Bruce Springsteen a beau être un fervent opposant de Donald Trump, ce n’est pas avec les armes que l’on combat un ennemi politique. L’attaque déjouée en marge du repas des correspondants de la Maison-Blanche impose une certaine gravité au Boss qui a mis en garde son public.
Lors de son concert à Austin, dans le cadre de sa tournée Land of Hope and Dreams American Tour avec l’E Street Band, le 26 avril, l’interprète de Born in the U.S.A. a dénoncé « la violence politique », qui « n’a pas sa place dans notre démocratie ». Il a appelé à « la raison et au respect des institutions ».
Stop à la division
« Je rends grâce pour le fait que ni notre président, ni aucun membre de son administration, ni aucun des invités n’ait été blessé lors de l’incident survenu hier soir au dîner des correspondants de presse », a-t-il déclaré, comme on peut le voir dans la vidéo d’une spectatrice.
« Nous pouvons être en désaccord », a-t-il ajouté, sous les acclamations, au sujet de celui qui le surnomme « le pruneau desséché » et avait appelé au boycott de ses concerts. « Nous pouvons critiquer ceux qui sont au pouvoir, et nous pouvons lutter pacifiquement pour nos convictions, mais il n’y a absolument aucune place, sous quelque forme que ce soit, pour la violence politique de quelque nature que ce soit dans nos chers États-Unis […] Les balles ne résolvent rien. »

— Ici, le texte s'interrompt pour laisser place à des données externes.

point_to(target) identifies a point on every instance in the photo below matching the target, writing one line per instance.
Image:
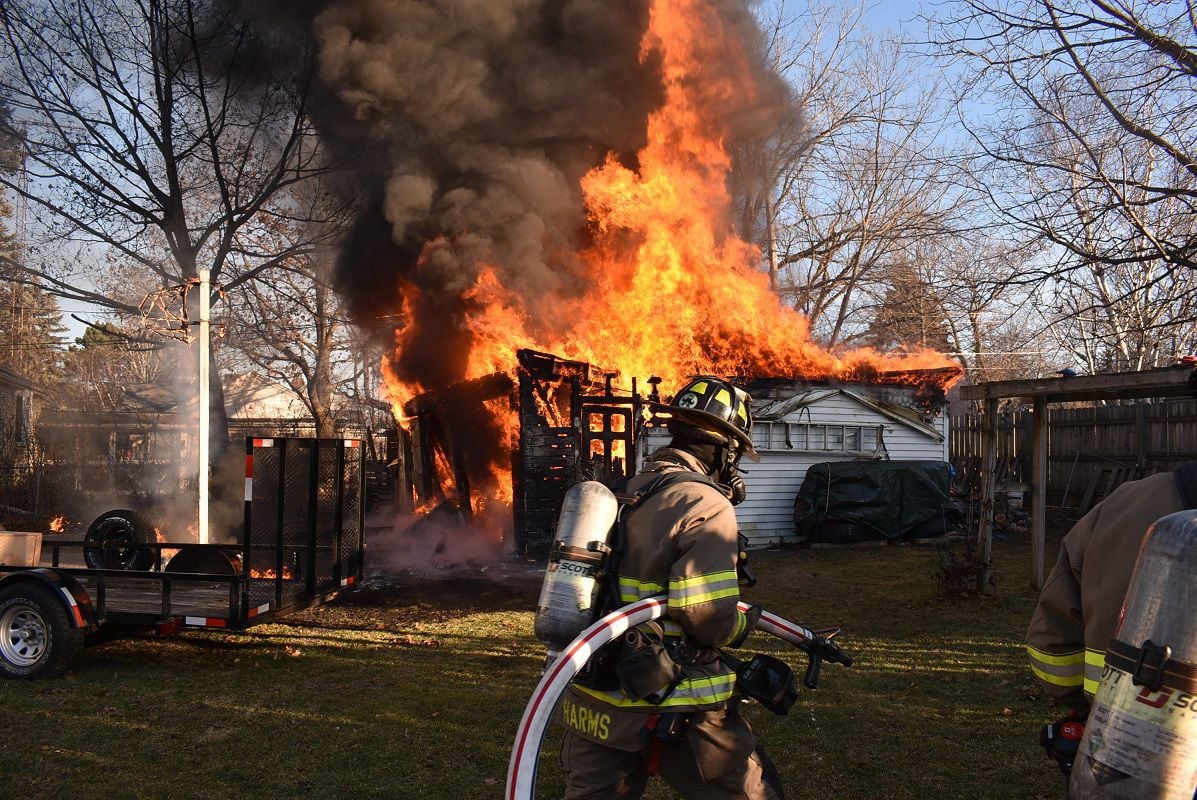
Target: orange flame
(674, 291)
(271, 574)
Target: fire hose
(530, 734)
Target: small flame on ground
(271, 574)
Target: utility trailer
(301, 543)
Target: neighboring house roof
(900, 414)
(11, 380)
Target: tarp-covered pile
(856, 501)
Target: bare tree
(291, 326)
(158, 133)
(864, 182)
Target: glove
(753, 616)
(1062, 739)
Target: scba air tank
(1141, 738)
(576, 562)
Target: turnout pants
(717, 759)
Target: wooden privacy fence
(1089, 450)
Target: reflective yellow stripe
(691, 691)
(708, 597)
(702, 580)
(687, 592)
(1094, 665)
(630, 589)
(1061, 660)
(1057, 680)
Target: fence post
(989, 442)
(1038, 494)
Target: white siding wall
(767, 515)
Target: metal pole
(204, 400)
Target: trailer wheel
(121, 529)
(36, 637)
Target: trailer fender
(74, 598)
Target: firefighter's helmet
(718, 408)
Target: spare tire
(119, 532)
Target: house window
(23, 418)
(809, 437)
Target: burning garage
(566, 422)
(561, 240)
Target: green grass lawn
(414, 690)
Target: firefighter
(1082, 599)
(672, 709)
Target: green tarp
(854, 501)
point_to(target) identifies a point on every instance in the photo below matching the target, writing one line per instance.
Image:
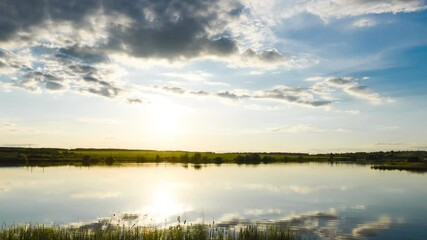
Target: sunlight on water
(163, 205)
(328, 201)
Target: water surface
(329, 201)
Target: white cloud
(364, 23)
(350, 85)
(327, 9)
(95, 195)
(371, 228)
(301, 128)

Bruce Springsteen a poursuivi son discours en réitérant sa détermination à défendre « les idéaux et les valeurs américains » qui sont, selon lui, « aujourd’hui remis en cause comme jamais auparavant par une administration radicale ». Le rockeur de 76 ans a enjoint les spectateurs à préférer l’espoir à la peur, la vérité au mensonge, l’unité à la division, la démocratie à l’autoritarisme, et la paix à la guerre.